All of the images from the Centennial Exhibition Digital Collection (CEDC) were scanned at the Free Library of Philadelphia (FLP) Digitization Center. The Library purchased two Agfa Duoscan T2000 XL flatbed scanners that allow reflective scanning of images up to 12x18 inches, and transparent media scanning up to 9 1/2 x12 inches. For photographs with significant bowing, or that were too large for the flatbed scanner, a contract photographer created high-quality 4x5 inch color transparencies, which were then scanned. In addition, a selection of approximately fifty lithographs, fifty trade cards and some related materials were scanned.

Resolution and file formats for access files and thumbnails were selected to facilitate speed of transfer via the Internet and to minimize the requirement for high-speed CPUs and a large amount of memory on the end user computers. All master files were saved as uncompressed TIFF files with appropriate header data, adapted from the Library of Congress TIFF header tag requirements.

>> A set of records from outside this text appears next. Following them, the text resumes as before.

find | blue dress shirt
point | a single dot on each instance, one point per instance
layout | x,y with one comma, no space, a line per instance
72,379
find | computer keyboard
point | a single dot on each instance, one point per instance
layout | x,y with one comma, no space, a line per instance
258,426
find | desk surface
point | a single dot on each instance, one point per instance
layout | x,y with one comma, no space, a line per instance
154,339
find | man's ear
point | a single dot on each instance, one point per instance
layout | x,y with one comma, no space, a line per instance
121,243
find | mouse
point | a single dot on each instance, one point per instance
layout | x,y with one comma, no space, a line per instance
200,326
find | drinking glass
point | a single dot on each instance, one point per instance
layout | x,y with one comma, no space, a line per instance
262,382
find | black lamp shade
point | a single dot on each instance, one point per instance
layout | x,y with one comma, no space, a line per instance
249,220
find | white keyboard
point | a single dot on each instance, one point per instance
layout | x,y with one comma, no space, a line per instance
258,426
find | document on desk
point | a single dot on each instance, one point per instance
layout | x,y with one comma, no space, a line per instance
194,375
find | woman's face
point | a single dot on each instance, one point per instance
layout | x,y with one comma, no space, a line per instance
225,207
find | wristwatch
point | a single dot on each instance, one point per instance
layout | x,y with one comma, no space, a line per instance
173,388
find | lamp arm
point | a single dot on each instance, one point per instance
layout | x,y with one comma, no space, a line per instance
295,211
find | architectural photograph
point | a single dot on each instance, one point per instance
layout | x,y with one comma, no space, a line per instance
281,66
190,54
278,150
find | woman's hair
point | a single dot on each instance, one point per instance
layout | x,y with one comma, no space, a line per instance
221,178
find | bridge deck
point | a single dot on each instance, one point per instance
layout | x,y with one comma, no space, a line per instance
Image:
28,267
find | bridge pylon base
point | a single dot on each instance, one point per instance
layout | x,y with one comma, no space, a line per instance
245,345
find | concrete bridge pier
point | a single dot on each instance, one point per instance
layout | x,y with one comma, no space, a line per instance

During the first quarter of the project, the project director and scanning technician prepared a complete shooting script for all the material in the project. Each item in the script was assigned a unique seven-digit number that was incorporated into the file name and used to retrieve the images from the web server. CEDC items have been batched in nineteen different categories. Photographs made by the Centennial Photographic Company are batched by size (7 categories). Additional categories include photographs by other photographers (3 categories), lithographs, engravings, manuscripts (2 categories), sheet music, trade cards, a two-volume scrapbook, maps, and realia.

A prescanning form was developed by the project director for each category in the CEDC for entering basic descriptive and administrative metadata for each item. This metadata was then entered into a MS Access database upon scanning. Technical metadata was embedded in the TIFF header during digitization. Batched forms were transferred to the catalogers after the access and thumbnail jpeg's had been saved to the server.

Quality Control

Prior to the start of scanning the photographs, a rigorous benchmarking process was instituted to ensure that adequate detail was captured in the digital master files saved to CD-ROM in TIFF format. As a result of the benchmarking process, all photographic material with a size less than 8x10 inches (560 items) were scanned at 600 ppi with a bit depth set to 8 per color channel. Photographs 8x10 inches or larger were scanned at 400 ppi with a bit depth set to 8 per color channel (721 items). If the larger photographs were scanned at 600 ppi, the scanning time would have been more than 10 minutes for 17x21 inch photographs generating master files as large as 160 MB. This was deemed unacceptable. This would not have been the case if the originals were being scanned in 8-bit grayscale. However the decision was made early in the project to create digital files that most closely capture the current sepia tonal range of the photographs based on current as well as projected uses of the collection.

The digital files for web viewing were created from the master TIFF in Adobe PhotoShop at 72-dpi 24-bit color and saved as jpeg files using high compression. The reference jpeg files are scaled to 7.5 inches along the longest dimension. The thumbnail files are scaled to 2 inches along the longest dimension. A curve was applied in PhotoShop to slightly darken the images for viewing purposes, adding contrast and increasing the blue channel.

To maintain quality assurance during digitization, each scanner was calibrated twice a month and each monitor, twice a day. Quality control for the first thirty scans consisted of checking each master TIFF displayed on one of the monitors in the digitization lab against the original photograph. After the first thirty scans, every 10th scan was checked against the original. All scanned files were opened to ensure full functionality. The reference jpegs and thumbnails were spot checked on various workstations and opened in different browsers and evaluated for appearance.